Urine, blood biomarkers may help track AAV activity: Study
Researchers suggest more studies on nonivasive ways to monitor disease
Biomarkers measured in blood or urine may help track disease activity and organ damage in people with ANCA-associated vasculitis (AAV), according to a systematic review study.
AAV is an autoimmune disorder in which self-reactive antibodies called anti-neutrophil cytoplasmic antibodies (ANCAs) attack the body’s own neutrophils — a type of immune cell — triggering blood vessel inflammation and potentially leading to organ damage.
A key part of managing AAV is detecting when the disease is active, especially after initial treatments have driven the disorder into remission. To aid in tracking disease activity and organ damage, clinicians often rely on repeated biopsies of the kidneys or other affected organs.
These invasive procedures may come with complications, so scientists are working to identify noninvasive biomarkers — such as those found in blood or urine — that can provide information about disease activity.
To that end, a team of scientists in Canada and Belgium conducted what they called “the first contemporary systematic review synthesizing the value of non-invasive biomarkers of AAV-related disease activity and organ damage.” The study, “Non-invasive biomarkers of disease activity and organ damage in ANCA-associated vasculitis: a systematic review,” was published in RMD Open Rheumatic and Musculoskeletal Diseases.

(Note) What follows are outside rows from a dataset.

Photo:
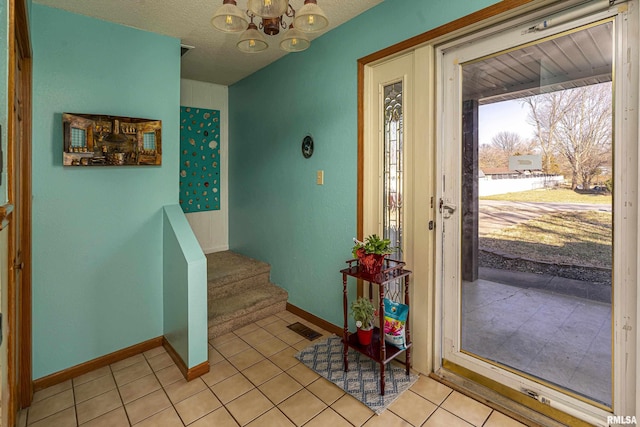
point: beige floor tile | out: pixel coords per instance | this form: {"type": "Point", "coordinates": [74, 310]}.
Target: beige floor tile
{"type": "Point", "coordinates": [115, 418]}
{"type": "Point", "coordinates": [430, 389]}
{"type": "Point", "coordinates": [233, 346]}
{"type": "Point", "coordinates": [249, 406]}
{"type": "Point", "coordinates": [246, 358]}
{"type": "Point", "coordinates": [302, 407]}
{"type": "Point", "coordinates": [182, 389]}
{"type": "Point", "coordinates": [218, 418]}
{"type": "Point", "coordinates": [300, 345]}
{"type": "Point", "coordinates": [328, 417]}
{"type": "Point", "coordinates": [252, 327]}
{"type": "Point", "coordinates": [165, 418]}
{"type": "Point", "coordinates": [160, 361]}
{"type": "Point", "coordinates": [147, 406]}
{"type": "Point", "coordinates": [302, 374]}
{"type": "Point", "coordinates": [256, 337]}
{"type": "Point", "coordinates": [154, 352]}
{"type": "Point", "coordinates": [139, 388]}
{"type": "Point", "coordinates": [65, 418]}
{"type": "Point", "coordinates": [50, 406]}
{"type": "Point", "coordinates": [261, 372]}
{"type": "Point", "coordinates": [197, 406]}
{"type": "Point", "coordinates": [442, 418]}
{"type": "Point", "coordinates": [289, 317]}
{"type": "Point", "coordinates": [93, 388]}
{"type": "Point", "coordinates": [222, 339]}
{"type": "Point", "coordinates": [285, 359]}
{"type": "Point", "coordinates": [231, 388]}
{"type": "Point", "coordinates": [169, 375]}
{"type": "Point", "coordinates": [271, 346]}
{"type": "Point", "coordinates": [497, 419]}
{"type": "Point", "coordinates": [280, 388]}
{"type": "Point", "coordinates": [219, 372]}
{"type": "Point", "coordinates": [276, 327]}
{"type": "Point", "coordinates": [292, 338]}
{"type": "Point", "coordinates": [412, 407]}
{"type": "Point", "coordinates": [89, 376]}
{"type": "Point", "coordinates": [466, 408]}
{"type": "Point", "coordinates": [132, 372]}
{"type": "Point", "coordinates": [98, 405]}
{"type": "Point", "coordinates": [271, 418]}
{"type": "Point", "coordinates": [387, 419]}
{"type": "Point", "coordinates": [127, 362]}
{"type": "Point", "coordinates": [325, 390]}
{"type": "Point", "coordinates": [215, 356]}
{"type": "Point", "coordinates": [50, 391]}
{"type": "Point", "coordinates": [352, 410]}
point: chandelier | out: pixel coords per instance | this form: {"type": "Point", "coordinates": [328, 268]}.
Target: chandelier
{"type": "Point", "coordinates": [229, 18]}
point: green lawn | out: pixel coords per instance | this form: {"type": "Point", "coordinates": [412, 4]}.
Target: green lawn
{"type": "Point", "coordinates": [576, 238]}
{"type": "Point", "coordinates": [551, 195]}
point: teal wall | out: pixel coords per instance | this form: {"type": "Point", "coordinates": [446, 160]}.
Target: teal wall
{"type": "Point", "coordinates": [277, 212]}
{"type": "Point", "coordinates": [97, 232]}
{"type": "Point", "coordinates": [184, 288]}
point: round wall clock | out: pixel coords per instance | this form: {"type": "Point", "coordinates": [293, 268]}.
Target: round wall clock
{"type": "Point", "coordinates": [307, 147]}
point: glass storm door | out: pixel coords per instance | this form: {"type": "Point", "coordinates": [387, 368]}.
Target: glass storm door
{"type": "Point", "coordinates": [529, 192]}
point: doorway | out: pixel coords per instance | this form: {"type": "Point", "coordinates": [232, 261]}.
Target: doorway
{"type": "Point", "coordinates": [396, 189]}
{"type": "Point", "coordinates": [530, 197]}
{"type": "Point", "coordinates": [18, 219]}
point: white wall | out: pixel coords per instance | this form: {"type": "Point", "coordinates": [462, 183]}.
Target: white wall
{"type": "Point", "coordinates": [211, 227]}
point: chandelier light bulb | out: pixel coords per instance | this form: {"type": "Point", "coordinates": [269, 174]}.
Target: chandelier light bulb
{"type": "Point", "coordinates": [273, 14]}
{"type": "Point", "coordinates": [229, 18]}
{"type": "Point", "coordinates": [268, 8]}
{"type": "Point", "coordinates": [310, 18]}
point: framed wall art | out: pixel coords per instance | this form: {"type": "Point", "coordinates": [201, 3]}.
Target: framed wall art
{"type": "Point", "coordinates": [199, 159]}
{"type": "Point", "coordinates": [101, 140]}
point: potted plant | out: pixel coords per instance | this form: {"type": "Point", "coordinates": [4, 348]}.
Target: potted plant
{"type": "Point", "coordinates": [363, 312]}
{"type": "Point", "coordinates": [371, 253]}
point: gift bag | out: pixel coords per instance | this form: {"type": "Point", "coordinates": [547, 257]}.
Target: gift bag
{"type": "Point", "coordinates": [395, 318]}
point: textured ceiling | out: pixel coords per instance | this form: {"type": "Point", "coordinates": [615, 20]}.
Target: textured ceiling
{"type": "Point", "coordinates": [215, 58]}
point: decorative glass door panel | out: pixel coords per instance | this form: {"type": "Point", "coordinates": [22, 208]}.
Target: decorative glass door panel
{"type": "Point", "coordinates": [528, 205]}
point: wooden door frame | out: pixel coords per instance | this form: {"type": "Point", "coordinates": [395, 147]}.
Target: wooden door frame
{"type": "Point", "coordinates": [19, 336]}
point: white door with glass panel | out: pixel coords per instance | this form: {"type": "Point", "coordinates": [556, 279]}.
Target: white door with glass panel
{"type": "Point", "coordinates": [397, 184]}
{"type": "Point", "coordinates": [530, 190]}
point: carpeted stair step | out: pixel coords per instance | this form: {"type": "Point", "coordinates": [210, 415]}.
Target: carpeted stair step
{"type": "Point", "coordinates": [229, 273]}
{"type": "Point", "coordinates": [235, 311]}
{"type": "Point", "coordinates": [239, 292]}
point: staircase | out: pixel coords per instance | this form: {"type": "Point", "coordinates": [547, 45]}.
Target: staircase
{"type": "Point", "coordinates": [239, 292]}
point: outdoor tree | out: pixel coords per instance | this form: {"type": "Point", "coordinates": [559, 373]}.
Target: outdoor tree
{"type": "Point", "coordinates": [575, 125]}
{"type": "Point", "coordinates": [503, 145]}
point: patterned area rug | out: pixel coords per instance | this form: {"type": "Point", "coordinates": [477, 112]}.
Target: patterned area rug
{"type": "Point", "coordinates": [363, 379]}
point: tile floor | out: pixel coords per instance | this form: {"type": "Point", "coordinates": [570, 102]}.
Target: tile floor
{"type": "Point", "coordinates": [254, 381]}
{"type": "Point", "coordinates": [563, 339]}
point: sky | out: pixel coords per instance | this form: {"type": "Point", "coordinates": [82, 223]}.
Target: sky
{"type": "Point", "coordinates": [506, 116]}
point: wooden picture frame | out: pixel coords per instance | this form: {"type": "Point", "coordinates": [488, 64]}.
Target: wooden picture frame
{"type": "Point", "coordinates": [101, 140]}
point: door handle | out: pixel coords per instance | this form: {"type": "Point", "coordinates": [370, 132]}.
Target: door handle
{"type": "Point", "coordinates": [447, 209]}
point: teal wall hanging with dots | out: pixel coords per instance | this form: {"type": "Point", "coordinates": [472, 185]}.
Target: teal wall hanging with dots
{"type": "Point", "coordinates": [199, 159]}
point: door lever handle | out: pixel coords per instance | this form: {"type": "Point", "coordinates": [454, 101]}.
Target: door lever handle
{"type": "Point", "coordinates": [447, 209]}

‘Many unmet needs’ in research on urine, blood biomarkers
The researchers said they identified “many unmet needs,” noting that there were few studies involving the rarest type of AAV or childhood-onset AAV.

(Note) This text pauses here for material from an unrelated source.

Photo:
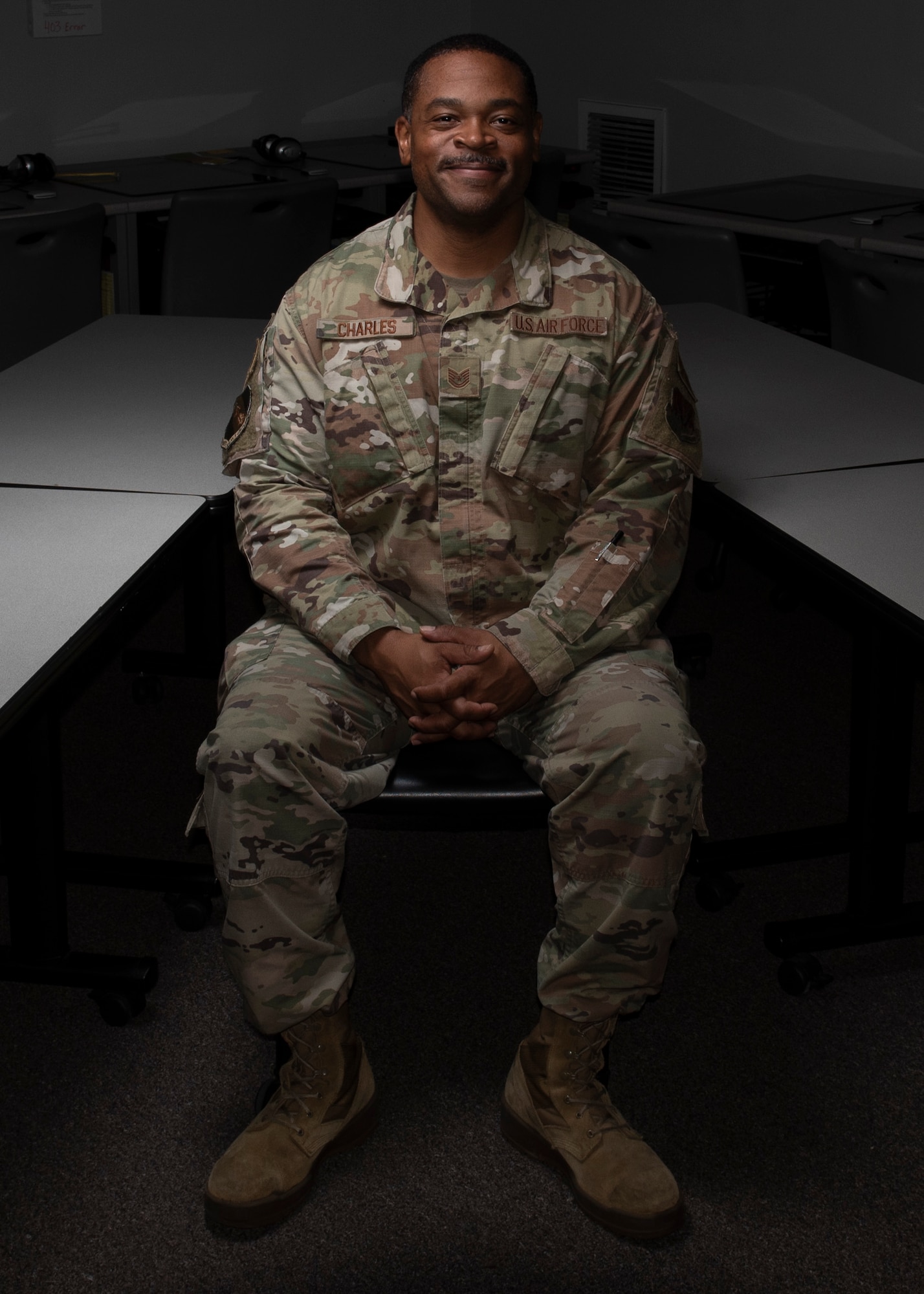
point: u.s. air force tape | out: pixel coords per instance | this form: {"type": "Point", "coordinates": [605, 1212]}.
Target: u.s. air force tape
{"type": "Point", "coordinates": [560, 325]}
{"type": "Point", "coordinates": [355, 331]}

“Further validation of the candidate biomarkers is warranted in large prospective studies to bridge the existing knowledge gaps and apply precision [medicine to AAV],” the team wrote.
The analysis involved 22 studies covering a total of 2,362 people with AAV. A total of 66 patients were identified as having eosinophilic granulomatosis with polyangiitis (EGPA), the rarest AAV type, and “few studies included juvenile patients,” the researchers noted.
More than half the patients had ANCAs against the myeloperoxidase (MPO) enzyme, one of the two most common targets of these antibodies, in their blood. The results indicated that reappearance of anti-MPO ANCAs in the blood after becoming undetectable during AAV remission is a strong sign that the disease is once again active.
According to the researchers, more work is needed to fully understand the association between ANCAs and disease activity and to assess if the same holds true for other types of ANCAs.
“Although the diagnostic role of ANCA is well defined, the value of ANCA levels in the assessment of AAV disease activity remains less clear,” the scientists wrote, adding that the findings at least warrant “caution in the follow-up and management of patients with AAV in clinical remission with a reappearing or rising ANCA level.”
Evidence also suggested that higher levels of certain monocytes, a type of immune cell, and of inflammatory molecules, like CXCL13, IL-8, and IL-15, are associated with active AAV.
Other blood markers of disease activity included scores suggesting high activity of genes related to neutrophils and signs of activation in the complement cascade, a part of the immune system whose overactivity contributes to inflammation in AAV.
Urine biomarkers found useful in assessing kidney health
Biomarkers in urine can be used to indirectly assess kidney health, the researchers said. High levels of the sCD163 protein in urine appear to be a strong marker of AAV-related glomerulonephritis (GN), or inflammation in the kidneys’ filtering units.
“Urinary sCD163 represented the single most reliable biomarker for active ANCA-associated GN,” the researchers wrote, adding that the protein has been identified as a potential biomarker of other autoimmune kidney diseases.
“Future research should assess how this marker can be incorporated in our clinical decision-making,” they wrote.
The ultimate goal is to enhance precision [medicine] by obtaining a more reliable assessment of disease extent, severity and prognosis at presentation precluding the need for serial biopsies.
Some complement proteins, certain immune cell subsets, and mitochondrial DNA — a type of DNA stored in cells’ energy-making mitochondria — also tended to be elevated in urine of AAV patients with active kidney disease and poor kidney function.
In both blood and urine samples, higher levels of the endotrophin protein were generally associated with poorer kidney function.
The researchers also said blood high levels of the inflammatory protein CCL2 appear to be a marker of interstitial lung disease (ILD) in AAV. ILD is a general term referring to disorders where there’s excess scarring in the lungs, making it hard to breathe.
The study found “several non-invasive biomarkers may be beneficial in the assessment of AAV-related disease activity and/or organ damage,” the researchers wrote, adding that “further validation … is warranted before routine clinical implementation,” such as use in childhood-onset AAV and EGPA patients.
“It seems unlikely that a single biomarker will be able to provide sufficient discriminative power to impact our clinical decision-making; multiplexed biomarker panels should therefore be developed and validated in patients with AAV,” the researchers wrote.
“The ultimate goal is to enhance precision [medicine] by obtaining a more reliable assessment of disease extent, severity and prognosis at presentation precluding the need for serial biopsies,” they concluded.